吃完饭,编辑又打电话来催稿,她才想起来还有任务没有完成,抚着有些胀痛的额角,打开电脑开始码字。
中午,穆天勋提着精致的盒饭进来,却见她已经坐在床上开始吃了起来。
叶微尘听到响动也不抬头,自顾自吃完了,拿着饭盒进了卫生间冲洗,回来后眼睛瞟都不瞟他一眼就又躺回了床上看书。

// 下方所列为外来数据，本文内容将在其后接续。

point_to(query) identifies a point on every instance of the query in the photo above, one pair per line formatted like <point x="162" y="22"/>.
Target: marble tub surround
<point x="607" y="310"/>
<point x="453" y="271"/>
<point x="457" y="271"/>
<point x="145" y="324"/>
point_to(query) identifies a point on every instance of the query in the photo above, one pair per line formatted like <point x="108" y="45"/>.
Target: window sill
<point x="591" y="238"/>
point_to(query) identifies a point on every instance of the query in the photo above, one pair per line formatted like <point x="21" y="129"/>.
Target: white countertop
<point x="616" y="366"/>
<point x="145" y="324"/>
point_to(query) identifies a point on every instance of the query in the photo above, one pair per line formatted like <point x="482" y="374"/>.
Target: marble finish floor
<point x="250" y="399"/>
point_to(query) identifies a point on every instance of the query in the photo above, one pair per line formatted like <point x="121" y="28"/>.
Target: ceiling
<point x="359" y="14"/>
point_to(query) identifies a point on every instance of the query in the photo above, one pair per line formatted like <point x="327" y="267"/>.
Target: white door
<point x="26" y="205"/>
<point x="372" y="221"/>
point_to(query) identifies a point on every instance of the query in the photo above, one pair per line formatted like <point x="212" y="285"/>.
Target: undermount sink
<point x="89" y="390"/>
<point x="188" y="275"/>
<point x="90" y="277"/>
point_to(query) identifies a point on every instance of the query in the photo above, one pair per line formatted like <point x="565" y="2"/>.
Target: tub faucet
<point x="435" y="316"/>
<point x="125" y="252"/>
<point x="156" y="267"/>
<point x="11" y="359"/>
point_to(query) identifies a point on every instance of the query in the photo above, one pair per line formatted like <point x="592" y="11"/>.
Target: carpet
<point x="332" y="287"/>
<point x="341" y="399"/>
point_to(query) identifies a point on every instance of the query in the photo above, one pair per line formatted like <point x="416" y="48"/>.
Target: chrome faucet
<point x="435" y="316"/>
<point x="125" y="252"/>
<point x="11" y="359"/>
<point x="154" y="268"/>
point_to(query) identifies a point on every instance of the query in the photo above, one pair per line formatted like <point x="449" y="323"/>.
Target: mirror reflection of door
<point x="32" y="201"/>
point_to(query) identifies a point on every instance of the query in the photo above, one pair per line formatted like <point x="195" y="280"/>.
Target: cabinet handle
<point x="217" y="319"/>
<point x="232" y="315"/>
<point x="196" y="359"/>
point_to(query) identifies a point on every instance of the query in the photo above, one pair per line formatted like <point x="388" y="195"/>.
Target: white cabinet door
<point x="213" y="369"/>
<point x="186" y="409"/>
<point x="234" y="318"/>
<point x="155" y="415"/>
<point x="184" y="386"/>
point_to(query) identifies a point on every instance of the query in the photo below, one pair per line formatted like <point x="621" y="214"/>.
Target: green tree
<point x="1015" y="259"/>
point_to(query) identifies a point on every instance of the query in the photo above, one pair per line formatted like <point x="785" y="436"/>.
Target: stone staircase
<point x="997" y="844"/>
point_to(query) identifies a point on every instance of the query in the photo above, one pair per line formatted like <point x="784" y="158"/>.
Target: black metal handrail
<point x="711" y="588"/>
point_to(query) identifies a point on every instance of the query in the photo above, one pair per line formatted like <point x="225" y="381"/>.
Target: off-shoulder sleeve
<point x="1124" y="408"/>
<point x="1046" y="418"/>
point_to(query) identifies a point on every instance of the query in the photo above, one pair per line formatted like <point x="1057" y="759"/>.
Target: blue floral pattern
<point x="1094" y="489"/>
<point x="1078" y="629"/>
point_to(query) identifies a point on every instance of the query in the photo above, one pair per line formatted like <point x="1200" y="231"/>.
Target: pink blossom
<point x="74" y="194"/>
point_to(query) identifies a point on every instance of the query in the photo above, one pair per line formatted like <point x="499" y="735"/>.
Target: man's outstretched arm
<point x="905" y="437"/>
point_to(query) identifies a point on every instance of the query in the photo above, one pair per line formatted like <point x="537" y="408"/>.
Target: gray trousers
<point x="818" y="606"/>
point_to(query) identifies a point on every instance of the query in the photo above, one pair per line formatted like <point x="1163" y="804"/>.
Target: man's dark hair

才看没多久,叶茜又急匆匆地闯进病房,乍一看见穆天勋,她理了理头发,有些不好意思地笑了笑。
叶微尘问道,“怎么了?”
“爸爸那里出事了。”
“什么?”叶微尘变了脸色,穿着拖鞋一路狂奔。
到了父亲病房,却看见后母正在和护士长吵架。
“你们医院怎么可以这么见死不救,不就是拖几天再交钱么?”王芸站在房门口,一脸鄙夷地道。
护士长蹙着眉,很是为难地道,“我们这里是医院,不是慈善机构,如果每个病人都拖欠费用,医院还要不要运转下去了?”
“我们没钱!”王芸依然是一副理直气壮的样子。
“那就实在不好意思了,今天就得收拾病床”,护士长淡淡道,这种拖欠费用的人她见得多了,“外面还有很多重症患者提前交了费用,排着队等办入院手续。”
“你这是在赶我们走了?”王芸声线蓦地提高,“你们怎么能这么草菅人命?!”
此时围观的病患越来越多,一时间人群已经开始纷纷议论起来。
叶微尘顾及不了太多,心焦地直接上前问道,“请问还差多少钱?”
护士长皱着眉上下打量着她,“100万,你是病人家属?这钱真的是不能再拖下去了。”
这时旁边有个小护士认出了叶微尘,嘀咕道,“她不就是那个明明没病还要住VIP加护病房的人嘛。”
此言一出,群情愤慨。
“哎呀,现在的人,良心都坏掉了,自己那么有钱烧着玩,老父亲生病倒是不肯拿钱出来。”
“世风日下人心不古啊。”
……
叶茜乐得看她被围攻的样子,不着痕迹地在一旁添油加醋道,“姐姐,你念在父亲养育之恩,就借点钱出来吧,到时候我们不会不还给你的。”
……
这时旁边已经有吃瓜群众在拍照发朋友圈了——无良黑心女儿,没病住VIP加护,却不给重病老父亲交医药费。
住院后生活无聊的病人们哪里肯放过一丝一毫的八卦机会,一致抨击叶微尘,黑心无良,天理难容。